My LoadBalancer service's external IP is stuck on <pending>. What should I check first? A pending external IP usually means the cloud provider's load balancer is still being provisioned or has failed to create. First, use kubectl describe service <your-service-name> and look at the Events section at the bottom for error messages from the cloud provider's controller. Common causes include insufficient permissions for the cluster to create load balancers, hitting a quota limit on your cloud account, or a misconfiguration in your cloud controller manager.

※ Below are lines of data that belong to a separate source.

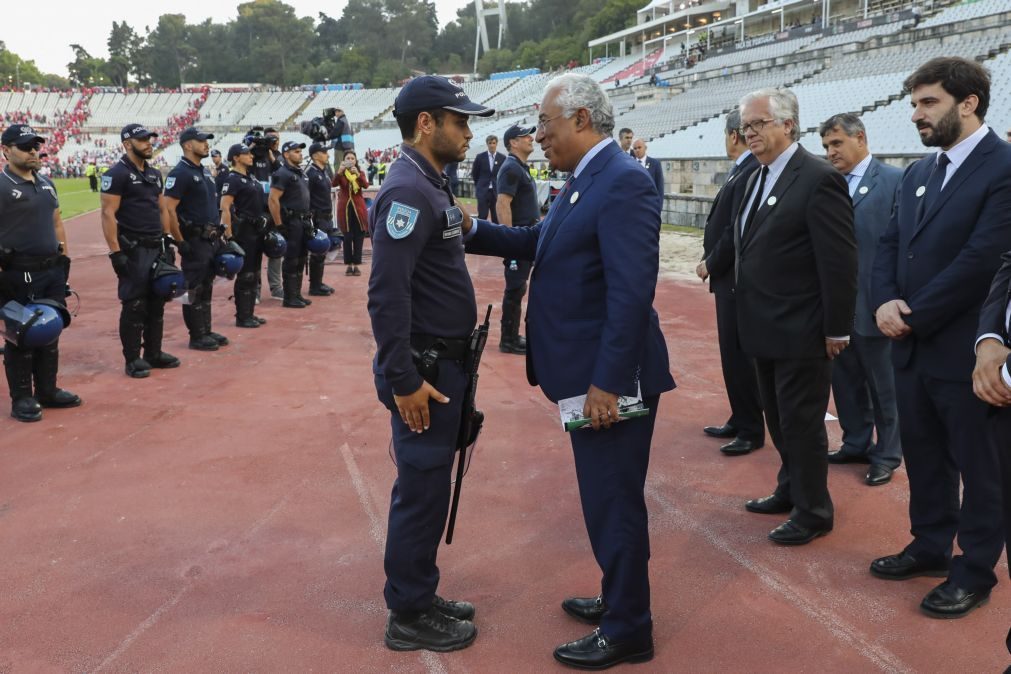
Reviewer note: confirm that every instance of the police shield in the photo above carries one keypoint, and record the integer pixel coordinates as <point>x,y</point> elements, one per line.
<point>32,325</point>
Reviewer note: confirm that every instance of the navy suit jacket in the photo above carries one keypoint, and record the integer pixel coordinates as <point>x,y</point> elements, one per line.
<point>942,264</point>
<point>718,242</point>
<point>872,205</point>
<point>590,316</point>
<point>484,176</point>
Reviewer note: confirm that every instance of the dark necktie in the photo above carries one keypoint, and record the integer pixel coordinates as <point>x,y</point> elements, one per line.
<point>934,183</point>
<point>757,200</point>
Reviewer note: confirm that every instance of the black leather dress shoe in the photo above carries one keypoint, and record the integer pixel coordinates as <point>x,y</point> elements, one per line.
<point>596,651</point>
<point>726,430</point>
<point>26,409</point>
<point>904,566</point>
<point>768,505</point>
<point>841,457</point>
<point>948,601</point>
<point>585,609</point>
<point>878,475</point>
<point>461,610</point>
<point>431,631</point>
<point>792,534</point>
<point>738,447</point>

How does a Service know which Pods to send traffic to? A Service identifies its target Pods using a label selector. When you define a Service, you specify a selector that matches a set of labels you've applied to your Pods. The Kubernetes control plane continuously scans for Pods with matching labels and updates the Service's list of endpoints accordingly. This is why a consistent labeling strategy is so important; it's the core mechanism that connects your stable network endpoint (the Service) to your dynamic application workloads (the Pods).

Can I use a Service to connect to an application outside my Kubernetes cluster? Yes, that's exactly what the ExternalName service type is for. Instead of routing traffic to pods inside the cluster, it creates a DNS alias to an external service, like a managed database or a third-party API. Your in-cluster applications can connect to a stable, internal service name, and Kubernetes DNS will resolve it to the external endpoint. This makes your application configurations more portable, as you can change the external endpoint without having to update every application that connects to it.

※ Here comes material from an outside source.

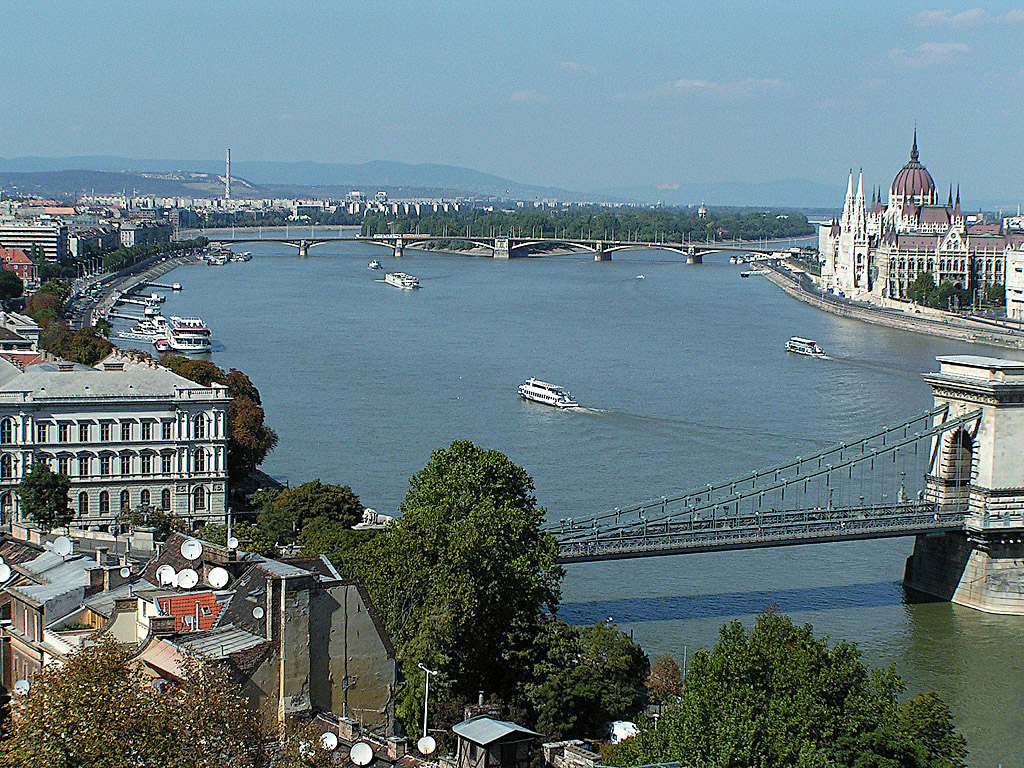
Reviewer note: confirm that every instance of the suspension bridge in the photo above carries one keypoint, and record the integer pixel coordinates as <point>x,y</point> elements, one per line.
<point>871,487</point>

Why manage services with a platform like Plural if kubectl works fine for me? While kubectl is an essential tool for interacting with a single cluster, its effectiveness breaks down when you're managing a fleet of them. Constantly switching contexts to inspect services across different environments is inefficient and prone to error. Plural provides a single dashboard to view and manage services across all your clusters, giving you a unified view of your entire infrastructure. More importantly, it enables a GitOps workflow, allowing you to define services declaratively and automate their deployment consistently, which is critical for maintaining control and preventing configuration drift at scale.